The most abundant daughter ion of cortisol has m/z 121 and that of D2-cortisol has m/z 122. Thus the transitions monitored are 363 > 121 for cortisol and 365 > 122 for D2-cortisol. The isotope cortisol-365 will fragment to give daughter ions of m/z 121, 122 and 123 (Figure 1c). Thus cortisol-365 may be measured by the IS transition and falsely increase the ion count of this transition.

Standard curves for the cortisol assay were repeatedly prepared with varying IS concentration. When the highest concentration of IS was used a linear standard curve was produced using all of the standards. However, as the IS concentration was decreased, although the standard curves remain linear at the low end, they become increasingly less linear when the high standards are included (Figures 1d and e).

Discussion

The mass spectra of the parent and daughter ions of cortisol and D2-cortisol show how the naturally occurring isotope cortisol-365 can falsely increase the amount of IS detected, and concomitantly decrease the relative response for cortisol. The standard curves prepared with varying concentrations of IS show that this effect is most pronounced when high concentrations of cortisol are present with low concentrations of D2-cortisol that are not sufficient to mask the contribution from cortisol-365.
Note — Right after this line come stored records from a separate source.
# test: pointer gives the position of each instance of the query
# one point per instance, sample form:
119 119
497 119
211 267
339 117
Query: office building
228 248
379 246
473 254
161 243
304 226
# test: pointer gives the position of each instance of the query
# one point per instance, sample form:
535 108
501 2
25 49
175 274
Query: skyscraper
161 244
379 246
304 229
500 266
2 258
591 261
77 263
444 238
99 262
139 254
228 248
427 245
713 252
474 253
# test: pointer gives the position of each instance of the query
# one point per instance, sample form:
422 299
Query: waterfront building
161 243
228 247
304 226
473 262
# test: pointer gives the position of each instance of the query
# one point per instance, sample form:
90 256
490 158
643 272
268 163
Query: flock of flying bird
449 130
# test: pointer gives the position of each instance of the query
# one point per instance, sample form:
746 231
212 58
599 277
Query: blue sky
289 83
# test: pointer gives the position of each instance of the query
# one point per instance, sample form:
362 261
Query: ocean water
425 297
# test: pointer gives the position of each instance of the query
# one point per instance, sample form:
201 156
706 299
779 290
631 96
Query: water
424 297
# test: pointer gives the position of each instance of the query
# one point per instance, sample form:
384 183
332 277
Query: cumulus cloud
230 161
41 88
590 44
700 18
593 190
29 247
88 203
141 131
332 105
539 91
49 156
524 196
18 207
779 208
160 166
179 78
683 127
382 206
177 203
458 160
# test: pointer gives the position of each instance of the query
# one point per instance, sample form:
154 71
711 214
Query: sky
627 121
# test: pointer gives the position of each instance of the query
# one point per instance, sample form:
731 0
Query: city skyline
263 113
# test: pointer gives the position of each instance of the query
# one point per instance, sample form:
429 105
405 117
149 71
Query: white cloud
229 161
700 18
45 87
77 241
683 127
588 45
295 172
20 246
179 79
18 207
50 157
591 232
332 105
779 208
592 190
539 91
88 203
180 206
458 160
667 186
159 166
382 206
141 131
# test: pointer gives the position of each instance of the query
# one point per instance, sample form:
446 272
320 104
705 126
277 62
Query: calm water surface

We have seen this same effect in other cases where a D2 deuterated IS is used, for example, testosterone and D2-testosterone. However, as the effect is most pronounced when high concentrations of the analyte are measured, whether or not non-linearity of the standard curve occurs depends on the analytical range of the assay.

Use of an IS with greater than 2 deuteriums can overcome this phenomenon since interference in the measurement of an IS of this nature could only occur if a natural isotope of the analyte >2 mass units heavier than the most abundant parent ion was found. Methods have been published which use D3-cortisol as an IS, suggesting awareness of this problem. ³

This work does not detract from the fact that deuterated IS are highly appropriate for use in LC-MS/MS assays. However, caution must be used in assay development to ensure that an appropriate IS concentration is chosen that permits linearity of the assay over the required range.